As well as being the first opportunity for visitors to see the very latest products, equipment and services available to the industry, the first day of Hillhead has, by tradition, become something of a launch pad for key industry initiatives and developments, and this year was no exception. The Quarry Products Association, in conjunction with The Institute of Quarrying, used the opportunity to initiate an information campaign aimed at raising awareness of the impending new European Standards for Aggregates, which come into effect on 1 January 2004.
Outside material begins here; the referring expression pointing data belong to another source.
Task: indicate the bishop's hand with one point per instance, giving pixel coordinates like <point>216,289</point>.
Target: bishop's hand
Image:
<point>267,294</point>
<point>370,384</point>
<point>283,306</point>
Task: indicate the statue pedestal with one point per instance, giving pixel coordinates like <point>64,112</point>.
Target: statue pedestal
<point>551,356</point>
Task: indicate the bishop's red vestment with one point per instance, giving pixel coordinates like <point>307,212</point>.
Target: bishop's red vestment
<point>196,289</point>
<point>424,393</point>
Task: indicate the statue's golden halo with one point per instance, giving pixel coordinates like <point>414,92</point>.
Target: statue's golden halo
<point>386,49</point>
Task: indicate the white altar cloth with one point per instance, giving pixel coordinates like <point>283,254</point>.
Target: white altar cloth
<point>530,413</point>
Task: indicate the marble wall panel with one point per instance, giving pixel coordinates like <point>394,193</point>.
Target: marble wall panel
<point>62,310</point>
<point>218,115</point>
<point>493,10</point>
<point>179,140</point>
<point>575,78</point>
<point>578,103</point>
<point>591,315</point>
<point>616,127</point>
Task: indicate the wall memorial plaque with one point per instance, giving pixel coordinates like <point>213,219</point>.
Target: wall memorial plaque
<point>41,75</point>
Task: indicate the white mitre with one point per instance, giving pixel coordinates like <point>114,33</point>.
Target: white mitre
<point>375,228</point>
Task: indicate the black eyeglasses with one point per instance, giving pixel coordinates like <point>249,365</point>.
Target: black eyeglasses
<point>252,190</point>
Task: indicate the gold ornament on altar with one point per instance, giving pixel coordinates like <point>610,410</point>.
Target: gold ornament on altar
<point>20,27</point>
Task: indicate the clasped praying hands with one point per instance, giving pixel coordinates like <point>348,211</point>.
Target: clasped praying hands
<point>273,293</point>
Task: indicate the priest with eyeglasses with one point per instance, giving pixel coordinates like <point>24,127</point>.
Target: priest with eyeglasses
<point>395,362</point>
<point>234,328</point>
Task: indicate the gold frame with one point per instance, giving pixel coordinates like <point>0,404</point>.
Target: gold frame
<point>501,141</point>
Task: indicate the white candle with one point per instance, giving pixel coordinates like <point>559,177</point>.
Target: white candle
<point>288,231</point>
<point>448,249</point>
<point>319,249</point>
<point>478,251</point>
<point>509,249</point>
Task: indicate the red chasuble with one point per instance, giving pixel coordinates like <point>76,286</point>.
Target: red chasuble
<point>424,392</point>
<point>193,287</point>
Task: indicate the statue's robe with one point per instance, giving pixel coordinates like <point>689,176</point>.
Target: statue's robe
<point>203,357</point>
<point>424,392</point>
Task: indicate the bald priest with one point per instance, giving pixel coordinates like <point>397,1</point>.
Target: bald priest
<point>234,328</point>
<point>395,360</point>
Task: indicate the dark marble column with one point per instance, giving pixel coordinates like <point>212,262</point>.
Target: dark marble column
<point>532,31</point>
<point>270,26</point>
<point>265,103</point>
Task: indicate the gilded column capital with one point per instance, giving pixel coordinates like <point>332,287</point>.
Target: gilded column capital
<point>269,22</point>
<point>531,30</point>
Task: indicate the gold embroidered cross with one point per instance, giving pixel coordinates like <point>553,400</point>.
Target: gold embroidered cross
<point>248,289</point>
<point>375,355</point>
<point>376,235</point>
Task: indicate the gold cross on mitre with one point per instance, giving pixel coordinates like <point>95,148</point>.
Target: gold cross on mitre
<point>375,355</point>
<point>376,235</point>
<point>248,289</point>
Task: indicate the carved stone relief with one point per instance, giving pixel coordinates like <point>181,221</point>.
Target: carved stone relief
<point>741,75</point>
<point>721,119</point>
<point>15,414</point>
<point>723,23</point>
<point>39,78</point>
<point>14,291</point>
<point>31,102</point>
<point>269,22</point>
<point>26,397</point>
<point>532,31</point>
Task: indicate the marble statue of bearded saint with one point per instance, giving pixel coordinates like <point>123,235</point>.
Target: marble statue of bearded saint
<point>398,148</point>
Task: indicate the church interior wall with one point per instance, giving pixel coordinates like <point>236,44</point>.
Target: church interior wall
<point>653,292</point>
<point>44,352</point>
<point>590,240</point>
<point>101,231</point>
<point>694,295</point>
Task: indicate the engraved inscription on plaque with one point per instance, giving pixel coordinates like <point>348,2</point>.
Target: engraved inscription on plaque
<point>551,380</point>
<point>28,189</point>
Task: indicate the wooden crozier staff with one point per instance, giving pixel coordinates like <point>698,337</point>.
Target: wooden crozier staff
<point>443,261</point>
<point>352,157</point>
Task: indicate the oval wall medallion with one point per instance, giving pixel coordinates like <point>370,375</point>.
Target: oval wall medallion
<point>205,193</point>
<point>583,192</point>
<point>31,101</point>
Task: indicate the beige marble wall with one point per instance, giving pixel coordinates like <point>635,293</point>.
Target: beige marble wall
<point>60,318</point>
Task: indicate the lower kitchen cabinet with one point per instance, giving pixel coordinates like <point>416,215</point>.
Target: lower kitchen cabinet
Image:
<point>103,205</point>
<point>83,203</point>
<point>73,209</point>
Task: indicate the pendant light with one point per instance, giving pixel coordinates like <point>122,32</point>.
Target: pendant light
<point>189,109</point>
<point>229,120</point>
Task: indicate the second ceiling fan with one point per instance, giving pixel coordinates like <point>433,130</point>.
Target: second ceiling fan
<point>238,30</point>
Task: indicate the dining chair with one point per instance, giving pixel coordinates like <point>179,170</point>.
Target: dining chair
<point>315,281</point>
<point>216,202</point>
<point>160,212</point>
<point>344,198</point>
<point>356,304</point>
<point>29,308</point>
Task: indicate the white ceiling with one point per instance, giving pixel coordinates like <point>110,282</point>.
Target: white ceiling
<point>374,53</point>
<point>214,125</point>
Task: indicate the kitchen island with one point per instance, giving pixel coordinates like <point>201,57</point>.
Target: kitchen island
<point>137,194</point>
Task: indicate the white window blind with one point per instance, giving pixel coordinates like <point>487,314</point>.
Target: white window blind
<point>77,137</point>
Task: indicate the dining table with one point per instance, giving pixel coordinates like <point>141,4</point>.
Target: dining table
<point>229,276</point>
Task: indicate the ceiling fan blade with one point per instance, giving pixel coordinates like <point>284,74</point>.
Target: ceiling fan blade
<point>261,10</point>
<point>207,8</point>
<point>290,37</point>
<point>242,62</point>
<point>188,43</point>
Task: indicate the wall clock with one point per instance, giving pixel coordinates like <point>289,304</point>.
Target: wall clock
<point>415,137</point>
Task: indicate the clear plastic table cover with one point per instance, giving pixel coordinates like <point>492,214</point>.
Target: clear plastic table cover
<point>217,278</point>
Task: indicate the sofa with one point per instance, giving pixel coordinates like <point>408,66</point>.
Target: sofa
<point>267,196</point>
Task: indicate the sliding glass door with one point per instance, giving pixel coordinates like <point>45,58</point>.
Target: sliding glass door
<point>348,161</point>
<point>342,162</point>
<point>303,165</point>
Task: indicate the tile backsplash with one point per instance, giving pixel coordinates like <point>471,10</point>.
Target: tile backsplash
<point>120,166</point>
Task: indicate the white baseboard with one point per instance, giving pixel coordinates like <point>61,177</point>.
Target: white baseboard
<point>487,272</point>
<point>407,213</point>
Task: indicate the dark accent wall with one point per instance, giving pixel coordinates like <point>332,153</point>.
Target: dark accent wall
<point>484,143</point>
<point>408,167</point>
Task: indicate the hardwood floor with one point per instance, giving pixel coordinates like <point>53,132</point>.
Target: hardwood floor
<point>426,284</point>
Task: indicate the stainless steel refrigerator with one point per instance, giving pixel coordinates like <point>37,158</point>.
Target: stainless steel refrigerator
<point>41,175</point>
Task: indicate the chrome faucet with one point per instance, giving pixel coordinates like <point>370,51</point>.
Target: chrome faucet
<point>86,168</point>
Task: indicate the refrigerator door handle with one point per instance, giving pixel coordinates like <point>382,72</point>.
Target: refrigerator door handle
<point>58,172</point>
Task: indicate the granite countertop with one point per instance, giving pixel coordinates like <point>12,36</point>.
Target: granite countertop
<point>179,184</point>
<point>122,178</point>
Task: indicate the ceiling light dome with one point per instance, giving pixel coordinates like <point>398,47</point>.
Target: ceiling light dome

Introducing a series of three short briefings by Stephen Phillips of the ODPM, Robert Dudgeon of the Highways Agency and Colin Loveday of Tarmac, Simon van der Byl, director general of the QPA, said: ‘Unless everyone understands the details of the new European Standards and how they impact across construction products, their implementation could result in confusion and disruption to contracts. It is essential that we get the information out to all stakeholders and everyone is prepared for the changes when they come into effect at the beginning of next year.’
A little later in the day Colin Loveday expanded on the subject in The Institute of Quarrying’s on-site lecture theatre, where he highlighted the key issues, provisions and implications of the changes in the standards, and urged delegates to obtain copies of the new National Guidance Documents, published by the BSI, which cover each of the new European Standards.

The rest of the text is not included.